Letter From the Editors

The results are in, and Putin has won reelection to the Russian presidency with 87% of the vote. Our coverage this week includes both mainstream analysts who highlight the lopsided win as a vote of confidence in the country’s wartime leader, and outside voices pointing out the lack of independence, transparency and fairness throughout the process. The real mark of the election’s success, however, was not in the victor’s margin, but in the challengers’ concession speeches.

Regardless of whether Kharitonov, Slutsky and Davankov gave separate announcements to supporters, they were shortly summoned to the Kremlin to concede in person. While this might look like a medieval solicitation of fealty, Putin presented it in pluralistic terms: “Everyone, especially representatives of parliamentary factions, has their own view on what we should do and how in order to achieve shared national development goals.” NG summarized that the candidates were then commissioned “to hand over the collected voters’ instructions to the elected president.”

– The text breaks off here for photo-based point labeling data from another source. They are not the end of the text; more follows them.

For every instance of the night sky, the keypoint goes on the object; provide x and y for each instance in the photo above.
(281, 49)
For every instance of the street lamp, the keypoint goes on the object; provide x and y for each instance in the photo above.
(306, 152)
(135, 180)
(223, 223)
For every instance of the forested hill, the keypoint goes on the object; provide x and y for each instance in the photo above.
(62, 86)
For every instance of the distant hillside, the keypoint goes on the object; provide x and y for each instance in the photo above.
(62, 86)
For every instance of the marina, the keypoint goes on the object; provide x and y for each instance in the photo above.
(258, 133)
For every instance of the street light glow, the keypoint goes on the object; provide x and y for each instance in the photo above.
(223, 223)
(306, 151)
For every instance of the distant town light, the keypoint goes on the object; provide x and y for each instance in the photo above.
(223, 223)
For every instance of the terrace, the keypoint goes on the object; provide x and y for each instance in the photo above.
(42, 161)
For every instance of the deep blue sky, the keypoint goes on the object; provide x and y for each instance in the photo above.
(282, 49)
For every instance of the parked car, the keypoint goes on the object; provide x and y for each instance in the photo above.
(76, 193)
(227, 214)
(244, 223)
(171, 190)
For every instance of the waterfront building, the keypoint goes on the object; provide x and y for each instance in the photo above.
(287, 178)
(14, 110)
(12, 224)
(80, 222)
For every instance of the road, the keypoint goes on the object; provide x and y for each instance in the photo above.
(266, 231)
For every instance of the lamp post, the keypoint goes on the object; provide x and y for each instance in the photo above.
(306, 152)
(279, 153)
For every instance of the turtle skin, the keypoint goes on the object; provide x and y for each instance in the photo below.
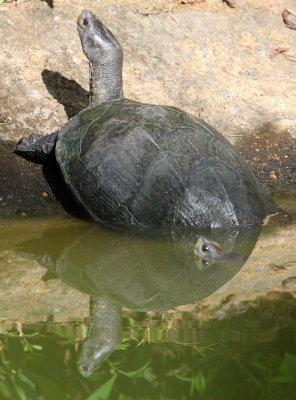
(138, 164)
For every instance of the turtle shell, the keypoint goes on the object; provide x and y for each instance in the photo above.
(133, 163)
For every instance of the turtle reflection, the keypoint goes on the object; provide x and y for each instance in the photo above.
(142, 270)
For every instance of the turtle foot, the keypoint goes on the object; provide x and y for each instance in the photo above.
(36, 148)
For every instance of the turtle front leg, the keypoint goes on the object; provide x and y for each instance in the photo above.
(36, 148)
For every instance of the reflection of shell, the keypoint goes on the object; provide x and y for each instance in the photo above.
(144, 269)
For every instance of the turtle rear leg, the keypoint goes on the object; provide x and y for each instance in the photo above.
(36, 148)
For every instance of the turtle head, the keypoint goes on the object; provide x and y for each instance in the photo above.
(98, 43)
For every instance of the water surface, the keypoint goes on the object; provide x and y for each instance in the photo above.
(89, 312)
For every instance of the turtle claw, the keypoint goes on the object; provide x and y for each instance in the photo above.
(36, 148)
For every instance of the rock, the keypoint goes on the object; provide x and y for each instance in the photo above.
(206, 58)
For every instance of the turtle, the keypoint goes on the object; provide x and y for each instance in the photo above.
(210, 252)
(132, 163)
(141, 269)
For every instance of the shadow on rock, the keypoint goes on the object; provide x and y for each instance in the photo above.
(31, 189)
(66, 91)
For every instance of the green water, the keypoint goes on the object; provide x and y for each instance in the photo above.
(71, 288)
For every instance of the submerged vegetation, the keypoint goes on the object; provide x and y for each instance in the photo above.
(250, 355)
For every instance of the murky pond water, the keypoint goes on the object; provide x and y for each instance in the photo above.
(89, 312)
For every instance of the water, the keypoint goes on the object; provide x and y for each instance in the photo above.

While the challengers shared their views at the president’s request, their congratulations were apparently spontaneous and sincere. “To be honest, I expected it to go like this and consider it a victory. . . . What matters is that we participated in the historic campaign for the election of the Russian president, which once again confirmed the authority of the nation’s leader,” said Leonid Slutsky. Kharitonov, while claiming popular sympathy for the RFCP’s platform, conceded: “We live in a troubled time, people are dying, and 90% for the commander in chief is not a laurel wreath, but a heavy yoke.”

This spectacle looked a bit too degrading for analyst Aleksei Mukhin, who told NG: “From the point of view of election interests, it was a failure. And foreign actors are using it 146%, calling our elections bad, low-quality and undemocratic. . . . It seems that our candidates are working for outside forces in an effort to discredit our election.”

As Rimma Polyak writes in Republic, the dissonance was especially palpable in the case of Davankov, who was drawing on the Putin-proof constituencies not only of the two official parties that nominated him, but also Nadezhdin supporters, the unrecognized opposition and the émigré vote. Exit polls at Russian embassies abroad showed Davankov leading the president by 40% to 60% margins. Statisticians interviewed by Polyak named the candidate as the primary victim of widespread falsification, which may have affected over 20 million ballots.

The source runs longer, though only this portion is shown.